Richard Gadd and Jessica Gunning - who plays Martha - beamed as they posed arm in arm and joined Nava Mau and others for a Q and A on stage.
However, the show's runaway success has been far from a joy for the 'real-life' Martha, who claimed she had been left a 'victim' by its surprise popularity.
Speaking exclusively to Mail+ last month, the woman insisted she was not a stalker and said: 'He's using Baby Reindeer to stalk me now.
'I'm the victim. He's written a bloody show about me.'
She accused Gadd of having 'main character syndrome' and claimed she had faced 'bullying' as a result of the show and was now considering legal action against him.
'He always thinks he's at the centre of things.
'I'm not writing shows about him or promoting them in the media, am I?
'If he wanted me to be properly anonymous, he could have done so. Gadd should leave me alone,' she added.
The actress looked worlds away from her role as Martha and had a glamorous Hollywood makeover as they took to the stage
Over four and a half years, Gadd says he received 41,071 emails, 744 tweets, letters totalling 106 pages and 350 hours of voicemail messages from the older woman, whom he calls Martha in the show
Gadd claimed he went to great lengths to conceal the identity of the woman who stalked him in real life.

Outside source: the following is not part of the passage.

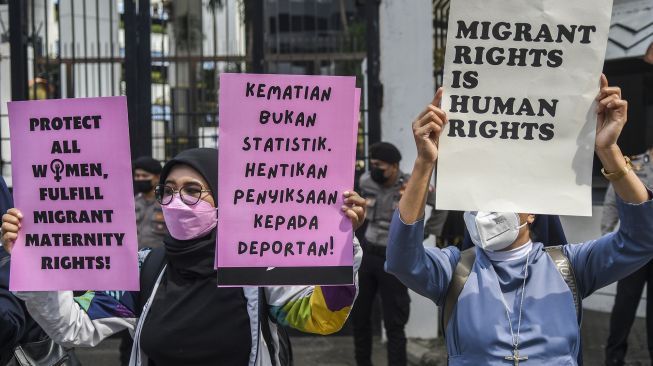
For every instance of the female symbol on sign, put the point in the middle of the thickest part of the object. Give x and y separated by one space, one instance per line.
57 167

Despite the comic begging fans not to search for the real 'Martha', internet sleuths went on to claim she was the inspiration for the character.
In the series, after Gadd meets his stalker at the bar, things soon descend into chaos.

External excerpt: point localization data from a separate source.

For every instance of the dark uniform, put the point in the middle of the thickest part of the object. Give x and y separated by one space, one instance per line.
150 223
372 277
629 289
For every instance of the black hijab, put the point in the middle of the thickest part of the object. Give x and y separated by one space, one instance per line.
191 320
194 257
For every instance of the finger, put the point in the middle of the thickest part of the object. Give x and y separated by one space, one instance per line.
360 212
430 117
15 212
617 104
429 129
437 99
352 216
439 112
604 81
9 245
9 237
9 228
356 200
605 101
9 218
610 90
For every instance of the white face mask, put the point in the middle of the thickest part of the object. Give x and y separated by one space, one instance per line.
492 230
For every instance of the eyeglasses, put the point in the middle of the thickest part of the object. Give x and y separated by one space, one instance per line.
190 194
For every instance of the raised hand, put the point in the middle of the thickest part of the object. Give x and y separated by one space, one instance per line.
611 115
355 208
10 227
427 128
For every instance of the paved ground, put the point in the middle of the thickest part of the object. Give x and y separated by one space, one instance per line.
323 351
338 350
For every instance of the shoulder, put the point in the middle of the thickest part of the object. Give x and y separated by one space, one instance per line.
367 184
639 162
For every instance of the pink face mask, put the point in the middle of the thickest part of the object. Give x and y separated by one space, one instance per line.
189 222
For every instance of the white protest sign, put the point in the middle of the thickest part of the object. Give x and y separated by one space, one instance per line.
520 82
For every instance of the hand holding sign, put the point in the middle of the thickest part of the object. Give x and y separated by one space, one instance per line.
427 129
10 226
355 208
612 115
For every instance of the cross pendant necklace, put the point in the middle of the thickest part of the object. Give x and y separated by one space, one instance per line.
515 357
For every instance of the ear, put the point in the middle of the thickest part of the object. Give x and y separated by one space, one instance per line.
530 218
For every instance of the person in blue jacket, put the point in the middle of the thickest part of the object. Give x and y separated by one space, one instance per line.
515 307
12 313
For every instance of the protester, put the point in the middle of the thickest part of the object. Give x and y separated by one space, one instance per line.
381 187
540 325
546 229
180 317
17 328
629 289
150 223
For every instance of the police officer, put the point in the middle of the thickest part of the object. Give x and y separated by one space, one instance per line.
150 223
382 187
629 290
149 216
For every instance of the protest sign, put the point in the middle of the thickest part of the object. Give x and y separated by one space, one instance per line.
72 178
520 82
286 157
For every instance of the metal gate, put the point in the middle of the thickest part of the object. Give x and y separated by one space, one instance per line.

It sees him being regularly followed at home and work, and tracked on Facebook using three fake accounts.
Richard Gadd was a struggling stand-up comic working behind the bar at a pub in London
He told The Times: 'At first everyone at the pub thought it was funny that I had an admirer. Then she started to invade my life, following me, turning up at my gigs, waiting outside my house, sending thousands of voicemails and emails.'
It developed to terrifying lengths as the crazed fan got closer to her obsession - including her turning up at his gigs, his workplace and bombarding him with messages.

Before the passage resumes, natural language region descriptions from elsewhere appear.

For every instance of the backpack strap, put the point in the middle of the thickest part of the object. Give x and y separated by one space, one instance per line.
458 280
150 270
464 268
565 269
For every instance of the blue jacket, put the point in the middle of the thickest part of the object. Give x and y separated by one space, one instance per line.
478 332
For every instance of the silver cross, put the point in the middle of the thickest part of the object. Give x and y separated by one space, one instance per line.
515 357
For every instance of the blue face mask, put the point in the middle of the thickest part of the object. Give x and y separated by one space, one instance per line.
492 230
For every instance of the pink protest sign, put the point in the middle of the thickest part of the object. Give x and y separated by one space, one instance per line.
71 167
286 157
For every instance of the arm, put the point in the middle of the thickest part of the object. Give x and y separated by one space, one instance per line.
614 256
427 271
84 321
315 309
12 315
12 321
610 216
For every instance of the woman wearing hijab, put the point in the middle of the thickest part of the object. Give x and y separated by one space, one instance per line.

The actor and comedian was subjected to a campaign of obsession by the woman, known as Martha, that manifested in 41,071 emails, 744 tweets, 106 pages of letters and a staggering 350 hours of voicemail.
He says it was 'years' before the police eventually took his complaints seriously - and six years before they finally intervened - something which prolonged the agony for everyone involved including his relatives.
The police told him at the time that unless his stalker became physically violent, there was little they could do to resolve the issue.
He has said he still finds it hard to trust people and has had 'every therapy going'.
He added that the years of being stalked have left him with something 'like PTSD'. For the Netflix role, he lost weight to match his 10-and-a-half stone 'neurotic' self at the height of his own stalking nightmare.
Gadd has revealed he first encountered 'Martha' when he was working in a pub and offered her a cup of tea because she was crying
Gadd says he's currently single and 'is more cautious' of people because of the campaign of terror that Martha inflicted, saying: 'It takes me a long time to trust them. Before, I entered situations with such abandonment and I got burnt.'
However, performing a version of what happened to him has enabled him to have 'ownership' of the trauma. Gadd earned a Fringe award for his show, also called Baby Reindeer, in 2019.
Speaking to the Telegraph in 2019 about the one-man show that he wrote after the ordeal, which is currently on at London's Bush theatre, he said: 'It was debilitating beyond belief.
'I'd listen to her voicemails and just feel my eyes welling up. They were tears of frustration. Proper brain-heavy stress.'
MailOnline has approached Piers Morgan, Gadd and Netflix for comment.